= Joe Carbury =

Canadian radio announcer

Joseph Carbury (né Carrabre; April 4, 1926 – October 17, 2017) was a rodeo announcer in Calgary, Alberta, and one of the most familiar voices of the Calgary area.

Carbury was born in Winnipeg, Manitoba in 1926, with his surname having originally been spelt "Carrabre". He began with radio sports announcing in 1948. After announcing for curling games, the junior hockey team Medicine Hat Tigers, the Edmonton Eskimos and Calgary Stampeders of the Canadian Football League, and for boxing matches, he became most famous through the Calgary Stampede.

Joe Carbury announced the chuckwagon races of the Calgary Stampede from the 1960s until his retirement in 2008. His tagline "And they're OFF..." to start each race is well known in the Calgary area.

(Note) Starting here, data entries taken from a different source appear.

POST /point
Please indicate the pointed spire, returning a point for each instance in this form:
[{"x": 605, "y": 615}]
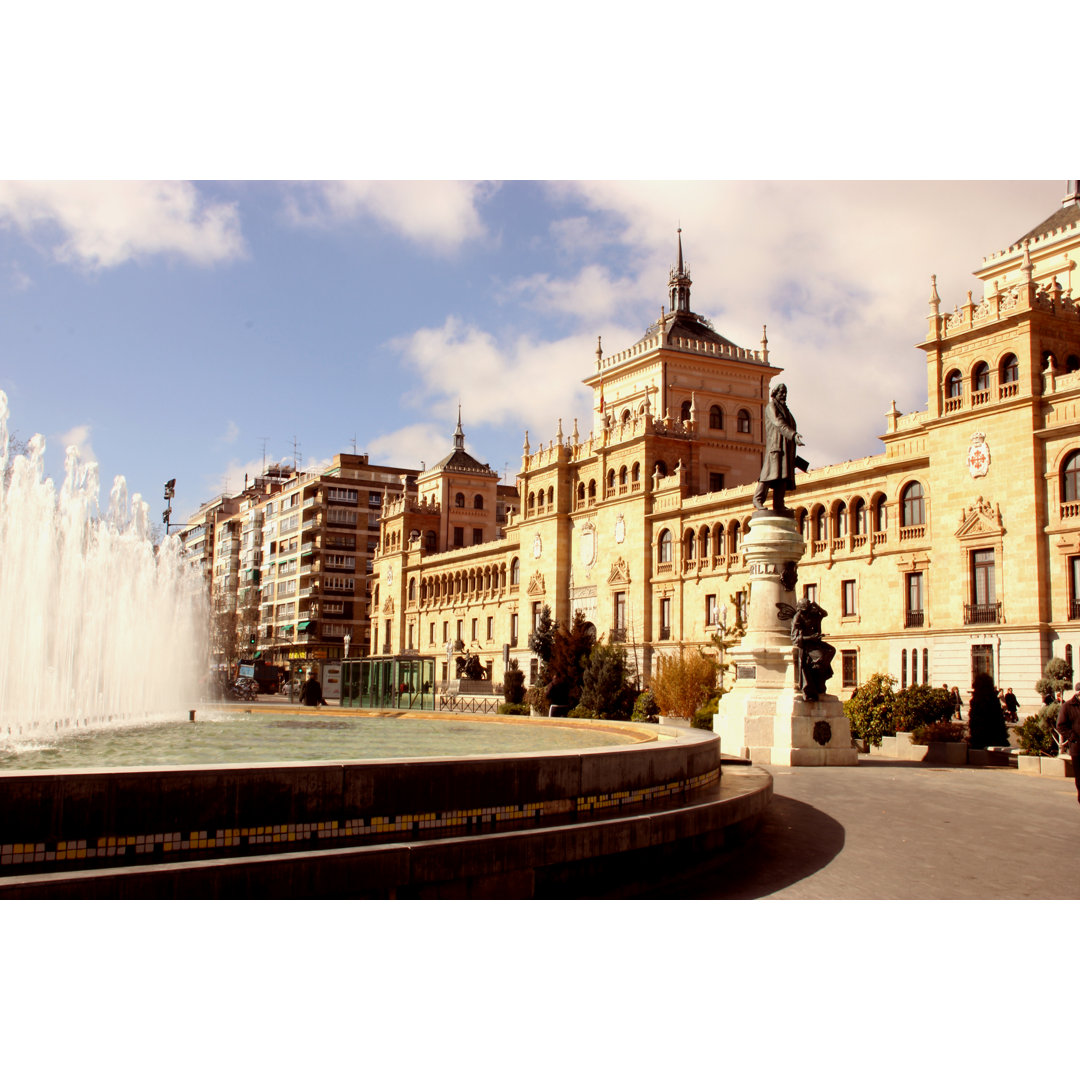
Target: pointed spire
[
  {"x": 678, "y": 282},
  {"x": 459, "y": 435}
]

He also announced the horse races at Stampede Park from 1953 until horse racing moved out of the park in June 2007. Thus, at 54 years on the job, Carbury had announced for almost half of horse racing's 117-year history at Stampede Park.

He has announced over 1,000 hockey games and over 25,000 horse races.

He was inducted into the Alberta Sport Hall Of Fame in 2003. Carbury died at a Calgary hospital after a stroke, on October 17, 2017. He was 91.